Speaking at Web 2.0 Expo and Software Business SLAM Conference
Feb 5, 2008FYI, I will be speaking about B2B social networking at the upcoming Software Business SLAM (Sales, Licensing, Alliances, and Marketing) Conference April 3 and Web 2.0 Expo April 22-25, both in San Francisco. Hope to see you there.
Here are the session abstracts-
B2B Social Networking: Important Lessons for Software Marketing and Product Development
What does the rising prominence of online social networking mean for today's B2B software companies? How can software companies ensure their marketing and product development strategies fully consider these new technologies and user behavior? What lessons can learned from the successes of consumer networks such as Facebook and YouTube?
Join Clara Shih, Founder of Faceforce, the first enterprise mash-up on Facebook, and Product Line Director of AppExchange at Salesforce.com, to learn about the future of B2B social networking and strategies for building better customer relationships and communities using social data. You will hear about innovative ways software companies are transforming their customer, recruiting, reseller, and vendor relationships with online social networking technology.
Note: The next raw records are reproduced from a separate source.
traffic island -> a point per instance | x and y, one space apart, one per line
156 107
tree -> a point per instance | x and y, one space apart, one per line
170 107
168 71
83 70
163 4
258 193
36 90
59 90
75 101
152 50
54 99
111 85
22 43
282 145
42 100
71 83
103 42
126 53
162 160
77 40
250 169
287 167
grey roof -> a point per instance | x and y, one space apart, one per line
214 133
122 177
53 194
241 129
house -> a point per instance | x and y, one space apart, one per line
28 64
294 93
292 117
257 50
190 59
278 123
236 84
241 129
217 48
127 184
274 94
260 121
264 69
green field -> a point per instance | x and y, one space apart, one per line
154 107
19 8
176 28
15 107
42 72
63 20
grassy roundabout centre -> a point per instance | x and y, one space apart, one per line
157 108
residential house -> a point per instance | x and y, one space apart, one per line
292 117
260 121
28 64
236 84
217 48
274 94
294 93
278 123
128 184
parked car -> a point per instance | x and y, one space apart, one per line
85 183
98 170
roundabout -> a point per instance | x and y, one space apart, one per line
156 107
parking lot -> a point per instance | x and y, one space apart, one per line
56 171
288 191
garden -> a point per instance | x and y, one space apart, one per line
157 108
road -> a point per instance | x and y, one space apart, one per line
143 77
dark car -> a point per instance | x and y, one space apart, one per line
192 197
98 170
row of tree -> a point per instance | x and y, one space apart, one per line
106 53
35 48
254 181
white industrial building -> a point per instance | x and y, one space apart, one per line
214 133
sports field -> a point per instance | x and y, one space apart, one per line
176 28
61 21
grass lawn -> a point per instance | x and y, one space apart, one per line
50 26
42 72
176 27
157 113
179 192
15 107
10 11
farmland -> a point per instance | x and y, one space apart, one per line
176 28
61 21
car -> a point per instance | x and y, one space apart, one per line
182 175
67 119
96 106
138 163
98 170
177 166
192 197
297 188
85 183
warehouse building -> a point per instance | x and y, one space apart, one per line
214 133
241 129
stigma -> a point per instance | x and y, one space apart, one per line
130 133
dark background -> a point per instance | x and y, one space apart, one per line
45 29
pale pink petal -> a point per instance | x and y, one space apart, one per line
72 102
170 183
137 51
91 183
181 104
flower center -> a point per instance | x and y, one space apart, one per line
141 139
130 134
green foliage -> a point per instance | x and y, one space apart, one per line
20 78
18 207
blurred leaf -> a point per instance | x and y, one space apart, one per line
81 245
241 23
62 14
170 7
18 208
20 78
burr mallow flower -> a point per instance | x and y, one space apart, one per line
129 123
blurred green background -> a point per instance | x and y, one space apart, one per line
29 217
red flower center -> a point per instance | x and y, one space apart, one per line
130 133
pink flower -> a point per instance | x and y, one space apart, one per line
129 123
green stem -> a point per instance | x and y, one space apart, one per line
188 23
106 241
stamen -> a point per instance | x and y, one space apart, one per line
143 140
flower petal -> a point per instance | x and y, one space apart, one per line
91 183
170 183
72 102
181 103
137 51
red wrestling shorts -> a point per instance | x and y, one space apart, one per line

Faceforce: Bringing the Power of the Social Graph to Enterprise Apps
Clara Shih (Salesforce / Faceforce)
Faceforce, which integrates Salesforce CRM with Facebook, is the first social enterprise mash-up. Approximately once per decade, the enterprise software industry undergoes a fundamental shift ushered in by a new disruptive technology. The 70s gave rise to mainframe computing, led by companies like IBM. In the 80s, the introduction of PCs gave rise to client-server computing, dominated by Microsoft, Oracle, and others. During the 90s, the Internet shook things up once again, making possible new innovations led by companies like Google, Yahoo!, eBay, and Salesforce.com. Today, we are seeing a fourth wave of “socially aware” enterprise applications.
This session will walk through the thinking behind Faceforce, future development plans, and how the social networking phenomenon at large will fundamentally change how business software is developed, deployed, and used. We will explore how the lines are increasingly blurring between the consumer and enterprise spaces, and what this means to businesses trying to market and sell their products.